Te parecía que Tere se había puesto demasiado solemne, que estaba exagerando.
«Nos queremos —respondiste—, y esa es la base de todo».
«Bueno, eso es una parte, nos queremos, nos va bien, vivimos en un mundo confortable, no nos falta nada de nada, hasta tenemos la posibilidad de salir al campo un día precioso de otoño y encontrar Boletus edulis —repuso, echándose a reír—, ¿pero imaginas lo difícil que es que todo esto coincida? ¡Piensa en la cantidad inmensa de desdicha que hay en el mundo, en las enfermedades, en el hambre de tantos, en la falta de lo más elemental, en la miseria generalizada!».
«Ya estás poniéndote tétrica», respondiste.
«Aunque no quieras pensar en ello, todo eso está ahí, es contemporáneo nuestro. Y no sería tan difícil arreglarlo, no harían falta revoluciones sanguinarias para que todo el mundo comiese, y tuviese atención sanitaria, solo serían precisos unos pequeños reajustes, y terminar con la avaricia de unos pocos, eso sí. Solo se necesitaría algo de voluntad por parte de todos los poderosos del mundo, algunos acuerdos internacionales un poco decentes».
«Pero vamos a ver, Tere, ¿qué tiene que ver todo eso con nuestra felicidad?».
«Quiero decir que una felicidad como la que tú y yo sentimos, como la que vivimos, es algo excepcional, rarísimo, un milagro, un regalo de la caprichosa Fortuna».

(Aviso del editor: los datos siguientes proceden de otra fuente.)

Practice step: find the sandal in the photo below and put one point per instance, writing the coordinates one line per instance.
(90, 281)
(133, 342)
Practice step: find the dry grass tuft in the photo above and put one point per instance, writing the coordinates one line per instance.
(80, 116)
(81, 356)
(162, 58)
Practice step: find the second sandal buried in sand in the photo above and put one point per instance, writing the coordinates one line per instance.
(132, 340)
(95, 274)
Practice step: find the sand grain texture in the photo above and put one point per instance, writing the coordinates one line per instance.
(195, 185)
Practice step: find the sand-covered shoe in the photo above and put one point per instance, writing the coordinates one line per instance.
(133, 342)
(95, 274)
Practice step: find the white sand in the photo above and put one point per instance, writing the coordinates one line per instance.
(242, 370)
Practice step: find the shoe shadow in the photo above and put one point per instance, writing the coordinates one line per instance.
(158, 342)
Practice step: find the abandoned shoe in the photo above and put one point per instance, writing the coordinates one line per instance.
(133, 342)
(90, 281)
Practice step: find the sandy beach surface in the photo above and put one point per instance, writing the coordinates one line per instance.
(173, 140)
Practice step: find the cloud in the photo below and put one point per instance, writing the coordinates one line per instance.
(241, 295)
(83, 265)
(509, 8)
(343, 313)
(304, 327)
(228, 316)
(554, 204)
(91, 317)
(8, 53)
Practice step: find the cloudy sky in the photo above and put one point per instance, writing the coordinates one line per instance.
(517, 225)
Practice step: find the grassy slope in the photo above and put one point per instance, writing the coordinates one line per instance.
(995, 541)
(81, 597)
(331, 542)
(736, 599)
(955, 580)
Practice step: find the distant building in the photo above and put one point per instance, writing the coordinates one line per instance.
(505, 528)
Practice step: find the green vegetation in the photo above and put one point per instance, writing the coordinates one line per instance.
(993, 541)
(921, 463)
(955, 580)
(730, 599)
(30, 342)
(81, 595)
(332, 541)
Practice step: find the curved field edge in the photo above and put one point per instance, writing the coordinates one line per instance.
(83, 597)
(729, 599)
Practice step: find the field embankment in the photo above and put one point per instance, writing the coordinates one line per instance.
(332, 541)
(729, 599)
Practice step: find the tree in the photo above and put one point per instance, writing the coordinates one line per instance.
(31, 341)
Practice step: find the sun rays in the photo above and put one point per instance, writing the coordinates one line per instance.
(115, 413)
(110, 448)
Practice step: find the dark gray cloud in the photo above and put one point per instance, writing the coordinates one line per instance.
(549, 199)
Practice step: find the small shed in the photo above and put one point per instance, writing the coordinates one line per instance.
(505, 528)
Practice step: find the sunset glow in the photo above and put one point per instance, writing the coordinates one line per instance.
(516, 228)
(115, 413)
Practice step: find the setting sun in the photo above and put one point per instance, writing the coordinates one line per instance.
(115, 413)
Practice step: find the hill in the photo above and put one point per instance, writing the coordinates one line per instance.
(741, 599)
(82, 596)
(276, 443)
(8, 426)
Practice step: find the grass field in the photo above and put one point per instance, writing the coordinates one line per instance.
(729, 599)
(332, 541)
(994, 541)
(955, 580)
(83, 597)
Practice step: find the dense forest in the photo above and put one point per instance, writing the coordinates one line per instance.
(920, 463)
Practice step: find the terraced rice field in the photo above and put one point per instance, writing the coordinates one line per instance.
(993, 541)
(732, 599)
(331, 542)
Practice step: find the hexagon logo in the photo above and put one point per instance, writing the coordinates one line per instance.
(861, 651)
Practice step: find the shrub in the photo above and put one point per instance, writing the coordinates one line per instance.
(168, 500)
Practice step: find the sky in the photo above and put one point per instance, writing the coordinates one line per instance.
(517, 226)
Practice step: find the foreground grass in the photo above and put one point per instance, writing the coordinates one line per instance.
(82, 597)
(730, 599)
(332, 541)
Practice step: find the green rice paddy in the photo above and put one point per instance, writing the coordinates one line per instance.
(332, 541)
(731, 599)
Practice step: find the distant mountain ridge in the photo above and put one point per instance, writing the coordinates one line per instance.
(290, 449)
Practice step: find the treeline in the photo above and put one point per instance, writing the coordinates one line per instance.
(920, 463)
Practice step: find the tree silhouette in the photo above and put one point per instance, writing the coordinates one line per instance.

«¿No te parece que exageras un poco? Nos queremos, y las cosas nos van bien en el trabajo y en la salud, pero seguro que no somos los únicos», adujiste.
«Quiero decir que esta felicidad hay que cuidarla, Daniel, hay que mimarla, porque cosas tan buenas y excepcionales necesitan un esfuerzo para ser mantenidas, son como ecosistemas donde todo tiene que estar en equilibrio».
«Qué dramática te pones», recuerdas que dijiste, incapaz de comprender entonces el alcance de sus palabras.
Pero ahora eres consciente de que Tere tenía razón, y acaso en la pérdida, en la destrucción de vuestra felicidad, en la falta de esfuerzo por mantener sus condiciones, le corresponda mucha responsabilidad al peor de los Danieles que te habitan.